Gossip is a peer-to-peer communication protocol in which nodes periodically exchange state information about themselves and about other nodes they know about. The gossip process runs every second and exchanges state messages with up to three other nodes in the cluster. The nodes exchange information about themselves and about the other nodes that they have gossiped about, so all nodes quickly learn about all other nodes in the cluster. A gossip message has a version, so that during a gossip exchange, older information is overwritten with the most current state for a particular node.
Preventing problems in gossip communications
To prevent problems in gossip communications, be sure to use the same list of seed nodes for all nodes in a cluster. Setting the seeds the same on all nodes most critical the first time a node starts up. By default, a node remembers other nodes it has gossiped with between subsequent restarts. The seed node designation has no purpose other than bootstrapping the gossip process for new nodes joining the cluster. Seed nodes are not a single point of failure, nor do they have any other special purpose in cluster operations beyond the bootstrapping of nodes.
Making every node a seed node is not recommended because of increased maintenance and reduced gossip performance. Gossip optimization is not critical, but it is recommended to use a small seed list (approximately three nodes per datacenter). |
About failure detection and recovery
Failure detection is a method for locally determining from gossip state and history when a node in the system is down or has come back up. The DSE database uses this information to avoid routing client requests to unreachable nodes whenever possible. (The database can also avoid routing to poorly performing nodes, through the dynamic snitch.)
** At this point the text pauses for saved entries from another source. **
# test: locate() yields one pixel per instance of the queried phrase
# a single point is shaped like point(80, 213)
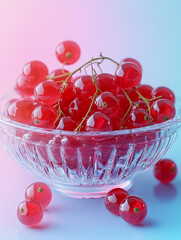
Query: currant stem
point(90, 107)
point(131, 103)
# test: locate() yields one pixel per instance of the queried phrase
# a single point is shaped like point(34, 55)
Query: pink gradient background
point(147, 30)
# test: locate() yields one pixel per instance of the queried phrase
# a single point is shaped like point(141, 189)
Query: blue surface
point(149, 31)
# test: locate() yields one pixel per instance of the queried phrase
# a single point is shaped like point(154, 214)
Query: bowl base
point(90, 192)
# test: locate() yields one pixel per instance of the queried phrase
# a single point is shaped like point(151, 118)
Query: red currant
point(107, 103)
point(98, 122)
point(39, 192)
point(145, 90)
point(133, 94)
point(162, 110)
point(84, 87)
point(165, 170)
point(20, 111)
point(138, 118)
point(44, 116)
point(68, 52)
point(114, 198)
point(23, 88)
point(67, 123)
point(124, 104)
point(106, 83)
point(47, 93)
point(30, 213)
point(35, 72)
point(165, 93)
point(128, 75)
point(54, 146)
point(131, 60)
point(78, 109)
point(59, 72)
point(133, 210)
point(140, 104)
point(67, 96)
The gossip process tracks state from other nodes both directly (nodes gossiping directly to it) and indirectly (nodes communicated about secondhand, third-hand, and so on). Rather than using a fixed threshold for marking failing nodes, the database uses an accrual detection mechanism to calculate a per-node threshold. The threshold takes into account network performance, workload, and historical conditions. During gossip exchanges, every node maintains a sliding window of inter-arrival times of gossip messages from other nodes in the cluster.
To adjust the sensitivity of the failure detector, configure the phi_convict_threshold
property in cassandra.yaml.
Lower values increase the likelihood that an unresponsive node will be marked as down.
Use the default value for most situations, but increase it to 10 or 12 for Amazon EC2 (due to frequently encountered network congestion).
In unstable network environments (EC2 at times), raising the value to 10 or 12 helps prevent false failures.
Values higher than 12 and lower than 5 are not recommended.
Node failures can result from various causes such as hardware failures and network outages. Node outages are often transient but can last for extended periods. Because a node outage rarely signifies a permanent departure from the cluster, it does not automatically result in permanent removal of the node from the ring. Other nodes will periodically try to re-establish contact with failed nodes to see if they are back up. To permanently change a node’s membership in a cluster, you must explicitly add or remove nodes from a cluster.
When a node comes back online after an outage, it may have missed writes for the replica data it maintains.
Repair mechanisms exist to recover missed data, such as hinted handoffs and manual repair with nodetool repair
.
The length of the outage determines which repair mechanism is used to make the data consistent.